I defer to your personal perspective as a former student, but it's not the view of Oberlin among faculty in other departments. It is surprising it took such a long time for jazz to become fully curricular there, but there has been (as you note in the FPP) jazz and improvised music on a remarkable level for a long time, just perhaps not in the practice rooms.
posted by fourcheesemac at 5:44 AM on June 21, 2010


That odd tension is what makes the whole thing so interesting. On the one hand, you have Rod Knight's class (incredibly knowledgeable man, interesting to talk to, impressive musician, incredibly dull lecturer. And you have the overall forward-looking student and faculty body, interested in all sorts of experimental things.
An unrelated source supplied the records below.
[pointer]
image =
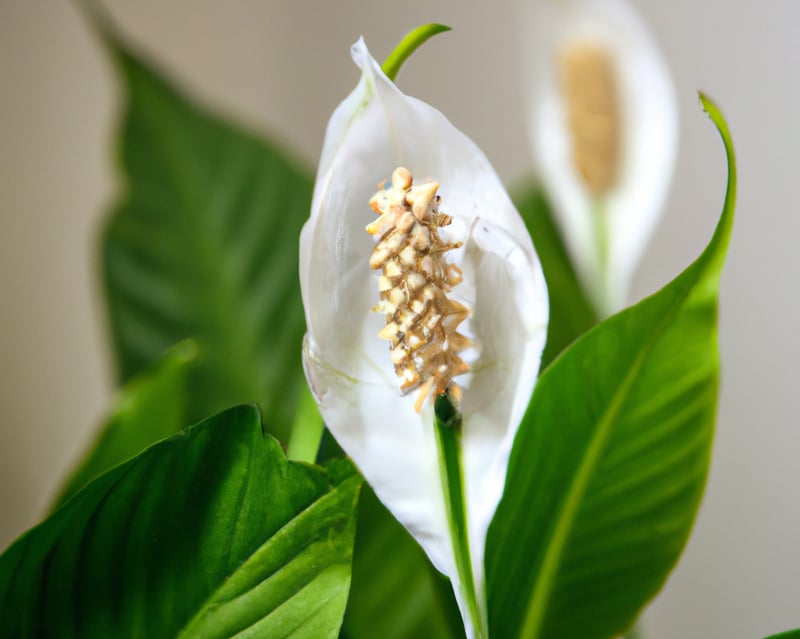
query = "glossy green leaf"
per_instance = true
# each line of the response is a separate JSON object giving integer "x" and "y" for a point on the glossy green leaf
{"x": 203, "y": 243}
{"x": 149, "y": 408}
{"x": 609, "y": 464}
{"x": 571, "y": 313}
{"x": 396, "y": 593}
{"x": 207, "y": 534}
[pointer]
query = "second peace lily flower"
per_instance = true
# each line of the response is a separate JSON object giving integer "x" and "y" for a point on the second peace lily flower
{"x": 434, "y": 288}
{"x": 604, "y": 125}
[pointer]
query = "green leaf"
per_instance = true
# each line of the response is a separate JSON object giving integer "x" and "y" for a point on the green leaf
{"x": 396, "y": 593}
{"x": 149, "y": 408}
{"x": 207, "y": 534}
{"x": 203, "y": 243}
{"x": 571, "y": 313}
{"x": 609, "y": 464}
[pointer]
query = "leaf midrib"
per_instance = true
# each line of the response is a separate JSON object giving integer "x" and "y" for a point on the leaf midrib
{"x": 543, "y": 583}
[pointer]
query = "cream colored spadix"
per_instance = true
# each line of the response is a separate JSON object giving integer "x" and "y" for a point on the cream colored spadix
{"x": 604, "y": 126}
{"x": 348, "y": 350}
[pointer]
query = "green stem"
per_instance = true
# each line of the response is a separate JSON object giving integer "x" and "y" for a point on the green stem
{"x": 448, "y": 440}
{"x": 306, "y": 434}
{"x": 408, "y": 45}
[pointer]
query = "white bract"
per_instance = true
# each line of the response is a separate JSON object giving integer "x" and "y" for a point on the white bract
{"x": 604, "y": 125}
{"x": 349, "y": 368}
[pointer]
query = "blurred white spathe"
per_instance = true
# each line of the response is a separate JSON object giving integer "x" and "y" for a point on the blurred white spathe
{"x": 604, "y": 127}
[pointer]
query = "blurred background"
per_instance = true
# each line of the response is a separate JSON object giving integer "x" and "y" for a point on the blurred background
{"x": 281, "y": 67}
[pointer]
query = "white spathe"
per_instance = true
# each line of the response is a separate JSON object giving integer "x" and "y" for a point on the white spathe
{"x": 375, "y": 130}
{"x": 605, "y": 260}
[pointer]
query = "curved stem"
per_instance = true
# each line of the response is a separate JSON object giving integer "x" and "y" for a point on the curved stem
{"x": 448, "y": 440}
{"x": 408, "y": 45}
{"x": 306, "y": 433}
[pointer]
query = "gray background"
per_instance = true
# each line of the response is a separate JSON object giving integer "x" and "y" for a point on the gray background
{"x": 282, "y": 67}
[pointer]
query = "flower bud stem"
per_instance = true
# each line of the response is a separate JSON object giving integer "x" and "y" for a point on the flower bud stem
{"x": 306, "y": 434}
{"x": 408, "y": 45}
{"x": 448, "y": 440}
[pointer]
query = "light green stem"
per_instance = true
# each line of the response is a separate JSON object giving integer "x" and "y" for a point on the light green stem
{"x": 408, "y": 45}
{"x": 448, "y": 440}
{"x": 307, "y": 429}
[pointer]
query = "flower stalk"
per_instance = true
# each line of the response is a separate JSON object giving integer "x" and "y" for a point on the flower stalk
{"x": 448, "y": 441}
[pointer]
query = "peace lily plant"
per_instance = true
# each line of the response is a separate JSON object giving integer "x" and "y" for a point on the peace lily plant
{"x": 554, "y": 502}
{"x": 604, "y": 129}
{"x": 460, "y": 298}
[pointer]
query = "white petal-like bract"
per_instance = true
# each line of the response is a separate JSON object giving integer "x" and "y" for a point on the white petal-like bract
{"x": 374, "y": 131}
{"x": 604, "y": 126}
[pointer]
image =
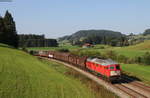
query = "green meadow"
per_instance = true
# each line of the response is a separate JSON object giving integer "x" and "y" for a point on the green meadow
{"x": 24, "y": 76}
{"x": 140, "y": 71}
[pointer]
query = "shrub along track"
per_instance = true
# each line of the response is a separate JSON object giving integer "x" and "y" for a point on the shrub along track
{"x": 124, "y": 89}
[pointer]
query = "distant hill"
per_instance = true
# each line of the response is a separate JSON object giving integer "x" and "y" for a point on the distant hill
{"x": 24, "y": 76}
{"x": 95, "y": 37}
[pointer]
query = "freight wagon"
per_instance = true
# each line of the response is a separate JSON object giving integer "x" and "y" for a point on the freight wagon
{"x": 106, "y": 68}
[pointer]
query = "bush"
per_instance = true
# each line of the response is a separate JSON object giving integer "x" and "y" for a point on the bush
{"x": 146, "y": 58}
{"x": 63, "y": 50}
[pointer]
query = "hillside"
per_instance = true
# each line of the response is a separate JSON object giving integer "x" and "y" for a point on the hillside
{"x": 94, "y": 37}
{"x": 24, "y": 76}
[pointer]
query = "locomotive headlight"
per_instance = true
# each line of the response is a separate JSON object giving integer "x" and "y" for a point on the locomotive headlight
{"x": 114, "y": 73}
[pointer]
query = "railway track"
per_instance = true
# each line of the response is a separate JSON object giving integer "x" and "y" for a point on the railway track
{"x": 124, "y": 89}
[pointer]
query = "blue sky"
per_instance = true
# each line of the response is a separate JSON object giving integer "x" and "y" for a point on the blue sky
{"x": 56, "y": 18}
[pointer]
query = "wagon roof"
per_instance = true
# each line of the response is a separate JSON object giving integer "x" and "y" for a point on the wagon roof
{"x": 104, "y": 62}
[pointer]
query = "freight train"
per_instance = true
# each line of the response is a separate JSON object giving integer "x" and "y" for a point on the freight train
{"x": 105, "y": 68}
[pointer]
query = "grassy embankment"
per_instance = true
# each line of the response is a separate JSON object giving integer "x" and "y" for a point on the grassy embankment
{"x": 23, "y": 76}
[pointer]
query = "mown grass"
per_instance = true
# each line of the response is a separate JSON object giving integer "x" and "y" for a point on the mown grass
{"x": 133, "y": 51}
{"x": 140, "y": 71}
{"x": 23, "y": 76}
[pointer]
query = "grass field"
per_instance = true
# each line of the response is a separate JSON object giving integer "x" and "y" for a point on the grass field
{"x": 70, "y": 47}
{"x": 23, "y": 76}
{"x": 140, "y": 71}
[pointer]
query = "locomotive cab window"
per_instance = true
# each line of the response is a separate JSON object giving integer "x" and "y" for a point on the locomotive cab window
{"x": 111, "y": 67}
{"x": 117, "y": 67}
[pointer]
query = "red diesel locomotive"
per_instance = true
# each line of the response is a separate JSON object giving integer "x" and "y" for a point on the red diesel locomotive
{"x": 106, "y": 68}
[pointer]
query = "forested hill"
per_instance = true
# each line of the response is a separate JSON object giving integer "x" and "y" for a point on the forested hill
{"x": 95, "y": 37}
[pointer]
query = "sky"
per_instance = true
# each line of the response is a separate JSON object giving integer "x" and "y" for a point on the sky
{"x": 56, "y": 18}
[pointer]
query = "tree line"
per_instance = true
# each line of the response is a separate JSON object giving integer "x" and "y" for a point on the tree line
{"x": 106, "y": 37}
{"x": 8, "y": 33}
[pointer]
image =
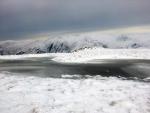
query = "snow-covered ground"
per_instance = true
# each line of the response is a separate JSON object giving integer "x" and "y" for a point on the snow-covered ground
{"x": 30, "y": 94}
{"x": 70, "y": 42}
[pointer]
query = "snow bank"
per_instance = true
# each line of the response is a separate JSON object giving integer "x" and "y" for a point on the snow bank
{"x": 27, "y": 94}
But treating jazz as on par with classical music is something a lot of people had a hard time with, even up to the 90s.
posted by bardophile at 6:13 AM on June 21, 2010


fourcheesemac: until very recently, when jazz studies got its own building, the department was housed in one of the former gyms on campus and wasn't physically near the conservatory.
posted by mandymanwasregistered at 10:55 AM on June 21, 2010


My contact with Wendell Logan was through a fellow student named Rich who wanted to learn as part of a Winter Term Project. Wendell was his adviser (ultimately the reviewer of his work). At the end of the month, I helped Rich go from "never played; can't read music" to being able to play "'Round Midnight." (Rich's goal). Wendell was astonished. I was proud.
posted by plinth at 11:04 AM on June 21, 2010


What does physical proximity have to do with anything, mandyetc?
posted by fourcheesemac at 4:40 AM on June 22, 2010


fourcheesemac, it's just that on a campus that you can walk across in 15 minutes, the Con and Hales Gym are 15 minutes apart. Pretty much everyone I knew saw that as representative of the relationship between jazz and "serious" music at the Con. Even though they mostly thought that Oberlin was better about this than "most conservatories."

Your impression, however, is not incorrect, either. It's kind of like the way most Americans I've met aren't racist, but America (like many other, if not all, countries) has a considerable amount of institutional racism.